Two of Elon Musk’s Tweets earlier today…
“The bird is freed.” and “Let the good times roll.”
Mr. Musk is reported to have paid $44 billion for Twitter which is a vast amount of money, but the meaning of his purchase goes way beyond mere dollars and cents. It’s about power and control, bearing in mind that Twitter has almost 400 million global subscribers. I’m one of those subscribers, but I’m a lurker and frankly, I don’t take it very seriously at all, at least as far as global news is concerned, preferring to rely on more reliable sources. But the fact remains that social media is hugely influential like it or not, because the likes of Facebook, Twitter, and Instagram collectively have massive reach. Elon Musk is said to be a free-speech absolutist and his purchase of Twitter has left many scratching their heads and wondering what he intends to do with his new toy. I too believe in free speech, but it comes at a price. Telling the world that you cured your arthritis by injecting yourself with WD40 is free speech, but it’s also dangerous. It’s surprising, or maybe not, just how many people believe the crap that’s spouted on social media, so one can easily see how easy it can be to swing popular opinion in one direction or the other.
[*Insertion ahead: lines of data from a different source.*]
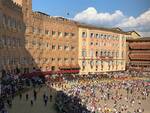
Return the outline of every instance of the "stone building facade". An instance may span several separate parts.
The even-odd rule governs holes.
[[[14,0],[22,6],[26,25],[25,48],[35,64],[30,72],[79,71],[78,28],[76,22],[32,11],[32,0]]]
[[[0,70],[2,73],[28,72],[25,49],[25,23],[22,7],[11,0],[0,0]]]
[[[80,74],[125,70],[127,33],[84,24],[78,28]]]

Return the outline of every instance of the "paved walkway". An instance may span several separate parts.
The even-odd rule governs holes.
[[[25,94],[22,95],[22,99],[17,96],[13,100],[12,108],[8,109],[8,113],[56,113],[54,109],[54,99],[52,102],[48,101],[48,105],[45,106],[43,102],[44,92],[48,95],[55,93],[55,91],[50,92],[47,87],[42,87],[40,90],[36,89],[37,100],[34,102],[34,105],[31,107],[30,100],[33,98],[33,90],[29,91],[29,100],[26,101]]]

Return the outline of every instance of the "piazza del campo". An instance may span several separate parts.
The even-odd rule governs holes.
[[[0,0],[0,113],[150,113],[150,37],[32,5]]]

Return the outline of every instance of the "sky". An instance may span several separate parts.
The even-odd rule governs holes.
[[[150,0],[32,0],[34,11],[150,36]]]

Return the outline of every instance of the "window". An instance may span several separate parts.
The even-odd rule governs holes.
[[[55,58],[52,58],[52,62],[54,62],[55,61]]]
[[[58,45],[58,50],[62,50],[62,46],[61,45]]]
[[[65,36],[65,37],[66,37],[66,36],[69,36],[69,33],[65,32],[64,36]]]
[[[60,62],[60,61],[61,61],[61,58],[58,58],[58,61]]]
[[[58,36],[59,36],[59,37],[62,37],[62,32],[58,32]]]
[[[82,46],[86,46],[86,42],[85,41],[82,42]]]
[[[71,46],[71,50],[75,50],[75,47],[74,47],[74,46]]]
[[[96,51],[96,57],[98,57],[98,51]]]
[[[99,34],[96,34],[96,38],[99,38]]]
[[[82,61],[82,66],[86,66],[86,61]]]
[[[64,50],[69,51],[69,46],[64,46]]]
[[[55,45],[52,45],[52,50],[55,50],[56,49],[56,46]]]
[[[82,32],[82,37],[83,37],[83,38],[86,38],[86,37],[87,37],[86,32]]]
[[[86,57],[86,51],[82,50],[82,57]]]
[[[45,30],[45,34],[46,34],[46,35],[49,35],[49,31],[48,31],[48,30]]]
[[[90,51],[90,57],[93,57],[93,56],[94,56],[94,51],[91,50],[91,51]]]
[[[91,68],[94,66],[94,61],[90,61]]]
[[[74,33],[71,33],[71,36],[72,36],[72,37],[74,37],[74,36],[75,36],[75,34],[74,34]]]
[[[94,38],[94,33],[91,33],[91,34],[90,34],[90,38]]]
[[[94,45],[94,43],[93,43],[93,42],[91,42],[91,43],[90,43],[90,45],[92,46],[92,45]]]
[[[56,31],[52,31],[52,36],[55,36],[56,35]]]

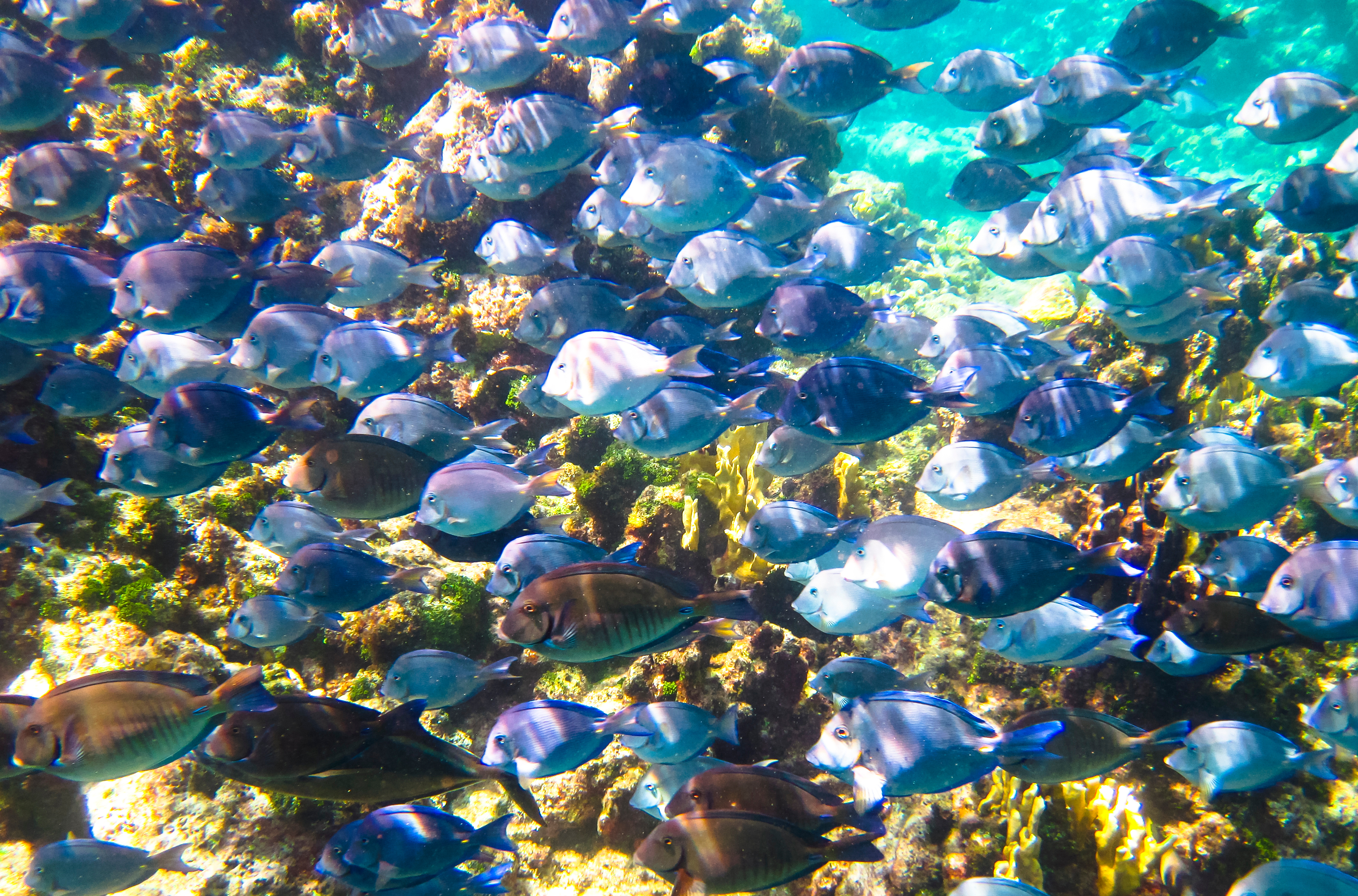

I must add here that DCT is NOT a political forum, but it’s difficult to separate the political implications of this purchase from the social and financial aspects.
Twitter is a huge global soapbox, not dissimilar to Speaker’s Corner at Hyde Park Corner, London but of course on a massively greater scale and there’s no doubt that Mr. Musk is clearly aware of that. But let’s face it, this shift in the ‘order of things’ raises more questions than answers and one does not have to be a genius to at least wonder whether the permanent bans imposed on certain characters in the last couple of years will be overturned. After all, there is a new captain at the helm, or as Mr. Musk describes himself, a new ‘chief twit’.